One of the biggest issues I’ve faced in dealing with dysthymia is motivation. Let’s face it when you don’t feel joy from anything being able to put forth focus and dedicate time to something becomes harder and harder to do. This applies to just about everything I do, including my coping mechanisms.
Lately I’ve taken a bit of a hiatus from my target shooting to focus on budget and managing things in my day-to-day life. While this is good in the sense that I’m trying to be responsible, it also meant one outlet for stress wasn’t really there. Normally I’d turn to baking or other small projects (LEGOs, journaling) to help me with focus but that wasn’t really working out. Today however I tried to get back on track and reminded myself of the need for short-turn around rewards, playing the short game. The hardest thing is starting, definitely a truth that anyone struggling with depression or anxiety has to deal with. I found myself getting up thinking “Hey I’ll make a loaf of bread” and then as I’d plan out I realized there was the entire process of having to prep, proof, form, bake, cool and well there went any motivation I had. To try and get out of this pattern I tried to alter my routine slightly so I wouldn’t lose motivation. Normally I brew some coffee in the morning but this means waking up groggy, grinding beans and making a fresh cup of java. This time however I opted to brew some coffee the evening before so that I wouldn’t have to go through the process while I was at my lowest motivation point. Luckily I happen to like iced coffee and cold brew. So here I was at 6AM, fresh-ish cup of coffee in hand. I wouldn’t try to force myself to make a big loaf of something, I set my sights a bit more “down to earth”. I opted to make something which didn’t have to proof or was nearly as involved. A simple drop-scone recipe.

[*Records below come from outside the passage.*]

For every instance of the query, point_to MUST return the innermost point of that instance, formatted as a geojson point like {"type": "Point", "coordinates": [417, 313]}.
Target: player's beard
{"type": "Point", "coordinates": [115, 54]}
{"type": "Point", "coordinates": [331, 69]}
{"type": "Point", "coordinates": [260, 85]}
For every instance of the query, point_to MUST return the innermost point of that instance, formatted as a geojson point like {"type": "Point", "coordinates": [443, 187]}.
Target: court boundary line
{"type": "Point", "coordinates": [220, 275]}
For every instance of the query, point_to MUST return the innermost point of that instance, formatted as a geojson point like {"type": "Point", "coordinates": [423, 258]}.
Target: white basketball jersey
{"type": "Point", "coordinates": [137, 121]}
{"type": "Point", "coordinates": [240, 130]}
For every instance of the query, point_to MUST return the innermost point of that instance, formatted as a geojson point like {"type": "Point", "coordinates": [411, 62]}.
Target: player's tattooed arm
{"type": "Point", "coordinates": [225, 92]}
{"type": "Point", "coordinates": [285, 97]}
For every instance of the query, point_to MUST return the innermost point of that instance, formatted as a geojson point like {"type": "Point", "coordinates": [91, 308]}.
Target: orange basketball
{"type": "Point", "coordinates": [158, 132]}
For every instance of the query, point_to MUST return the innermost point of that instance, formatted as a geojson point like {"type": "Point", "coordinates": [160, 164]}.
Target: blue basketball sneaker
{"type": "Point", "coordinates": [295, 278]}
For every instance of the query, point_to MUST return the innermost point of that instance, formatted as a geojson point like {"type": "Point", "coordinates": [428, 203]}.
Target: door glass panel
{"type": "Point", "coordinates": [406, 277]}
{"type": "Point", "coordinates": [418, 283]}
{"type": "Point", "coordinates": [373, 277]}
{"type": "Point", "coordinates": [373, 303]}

The change in my routine kept me a bit on my toes and working on a recipe I hadn’t done before gave it novelty. As I preheated my oven and sipped my coffee I piled together my ingredients on the table and got ready to mix. Once my oven was at temp, in started the mixing. It was simple, quick and something I hadn’t really tried before. No loaf pans, no complex yeast to factor in. After a quick mixing I grabbed a scooper and plopped the dough down and in it went. Twenty minutes later out came the net result. Thankfully the baseline recipe I opted for worked pretty well and now I had some nice strawberry scones to go with my brew. It was a small victory, but one that I needed to keep me going.
If you find your drive slipping during a depressive episode or just as a general low, try to take a step back and look at what you can do to switch from items requiring a long commitment to things you can do within your interests or coping tools with a shorter return. It isn’t always easy to find ways to reduce that investment but it can provide that kickstart and inertia to keep you moving forward. Sometimes you have to play the short game to make progress in the long game. It’s never easy but you can make progress.